Now we have calculated 2D scalar maps of the LDOS in a plane at the level of the top surface of the structure. Let’s plot it together with the surface LDOS obtained by the “TPL-method”:

[5]:
plt.figure(figsize=(10,6))

## --- plot "TPL-LDOS"
plt.subplot(231, aspect='equal'); plt.title("TPL-LDOS along X")
visu.scalarfield(TPL0, cmap='jet', show=False)
visu.structure_contour(sim_foc, color='w', input_mesh=mesh, show=False)


plt.subplot(232, aspect='equal'); plt.title("TPL-LDOS along Y")
visu.scalarfield(TPL90, cmap='jet', show=False)
visu.structure_contour(sim_foc, color='w', input_mesh=mesh, show=False)

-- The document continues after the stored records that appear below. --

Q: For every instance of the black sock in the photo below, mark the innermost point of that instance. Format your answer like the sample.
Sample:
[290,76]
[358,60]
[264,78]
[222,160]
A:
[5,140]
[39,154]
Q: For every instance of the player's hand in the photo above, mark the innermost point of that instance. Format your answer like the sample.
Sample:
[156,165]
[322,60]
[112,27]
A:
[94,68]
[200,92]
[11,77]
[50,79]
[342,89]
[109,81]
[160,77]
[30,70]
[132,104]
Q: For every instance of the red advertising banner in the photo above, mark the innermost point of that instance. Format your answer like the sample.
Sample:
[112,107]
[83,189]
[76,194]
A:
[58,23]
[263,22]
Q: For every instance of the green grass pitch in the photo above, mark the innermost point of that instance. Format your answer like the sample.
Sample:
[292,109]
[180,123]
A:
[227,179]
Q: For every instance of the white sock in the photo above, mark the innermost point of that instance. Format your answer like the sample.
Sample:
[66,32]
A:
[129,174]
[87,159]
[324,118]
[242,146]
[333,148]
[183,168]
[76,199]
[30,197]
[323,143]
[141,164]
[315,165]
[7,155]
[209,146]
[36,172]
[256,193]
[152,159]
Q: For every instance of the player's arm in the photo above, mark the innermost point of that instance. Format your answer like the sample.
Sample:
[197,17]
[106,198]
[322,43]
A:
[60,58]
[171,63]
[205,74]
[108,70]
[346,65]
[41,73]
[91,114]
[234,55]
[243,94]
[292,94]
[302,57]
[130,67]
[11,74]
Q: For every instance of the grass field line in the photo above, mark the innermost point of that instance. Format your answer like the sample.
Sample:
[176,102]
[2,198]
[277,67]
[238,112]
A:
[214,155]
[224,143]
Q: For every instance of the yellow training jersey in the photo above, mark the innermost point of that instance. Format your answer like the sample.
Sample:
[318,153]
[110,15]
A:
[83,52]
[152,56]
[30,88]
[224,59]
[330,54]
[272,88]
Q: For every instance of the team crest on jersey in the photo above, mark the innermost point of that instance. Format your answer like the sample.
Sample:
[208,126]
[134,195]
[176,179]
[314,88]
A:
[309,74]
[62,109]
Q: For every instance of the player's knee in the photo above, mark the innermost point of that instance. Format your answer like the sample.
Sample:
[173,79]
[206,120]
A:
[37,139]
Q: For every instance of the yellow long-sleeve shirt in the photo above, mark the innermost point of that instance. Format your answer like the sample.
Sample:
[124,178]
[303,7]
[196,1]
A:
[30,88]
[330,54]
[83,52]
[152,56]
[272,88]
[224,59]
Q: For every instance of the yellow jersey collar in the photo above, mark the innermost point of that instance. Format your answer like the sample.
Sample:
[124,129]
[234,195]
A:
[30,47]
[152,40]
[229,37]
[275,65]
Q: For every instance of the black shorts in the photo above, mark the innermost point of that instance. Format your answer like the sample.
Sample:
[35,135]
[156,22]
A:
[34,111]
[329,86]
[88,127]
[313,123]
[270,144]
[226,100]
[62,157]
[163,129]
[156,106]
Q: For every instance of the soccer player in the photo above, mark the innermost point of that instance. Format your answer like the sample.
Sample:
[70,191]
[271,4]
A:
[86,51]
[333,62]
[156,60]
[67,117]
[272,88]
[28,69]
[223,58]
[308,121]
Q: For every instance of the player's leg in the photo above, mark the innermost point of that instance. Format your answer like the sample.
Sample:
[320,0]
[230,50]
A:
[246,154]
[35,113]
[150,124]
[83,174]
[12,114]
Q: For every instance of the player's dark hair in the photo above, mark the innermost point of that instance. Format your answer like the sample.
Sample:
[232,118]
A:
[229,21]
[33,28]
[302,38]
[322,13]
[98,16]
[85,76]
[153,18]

TPL_tot = [TPL0[0], (TPL0[1]+TPL90[1])/2.]

plt.subplot(233)
plt.title("tot. LDOS via 'TPL'-method\nfocal spot size = {}nm".format(int(sim_foc.efield.kwargs[0]['spotsize'])))
visu.scalarfield(TPL_tot, cmap='jet', show=False)
visu.structure_contour(sim_foc, color='w', input_mesh=mesh, show=False)



## --- plot LDOS via field-susceptibility ("decay-rate method")
plt.subplot(234)
plt.title("LDOS via Im(S) X")
visu.scalarfield(ldos[0], cmap='jet', show=False)
visu.structure_contour(sim_foc, color='w', input_mesh=mesh, show=False)


plt.subplot(235)
plt.title("LDOS via Im(S) Y")
visu.scalarfield(ldos[1], cmap='jet', show=False)
visu.structure_contour(sim_foc, color='w', input_mesh=mesh, show=False)

ldos_avg_xy = ldos[0].copy()
ldos_avg_xy.T[3] += ldos[1].T[3]
ldos_avg_xy.T[3] /= 2.0

plt.subplot(236)
plt.title("LDOS via Im(S), tot x/y")
visu.scalarfield(ldos_avg_xy, cmap='jet', show=False)
visu.structure_contour(sim_foc, color='w', input_mesh=mesh, show=False)


plt.tight_layout()
plt.show()
../_images/tutorials_05_rasterscans_ldos_9_0.png

The agreement is qualitatively ok, the global trends are similar. The TPL-method gives however only an approximation to the LDOS at the surface. Also only the LDOS at the actual surface of the structure can be obtained using the TPL method with an unphysically tight beam. The LDOS outside the structure must in any case be calculated using the technique via the imaginary part of the field susceptibility (–> via the decay rate).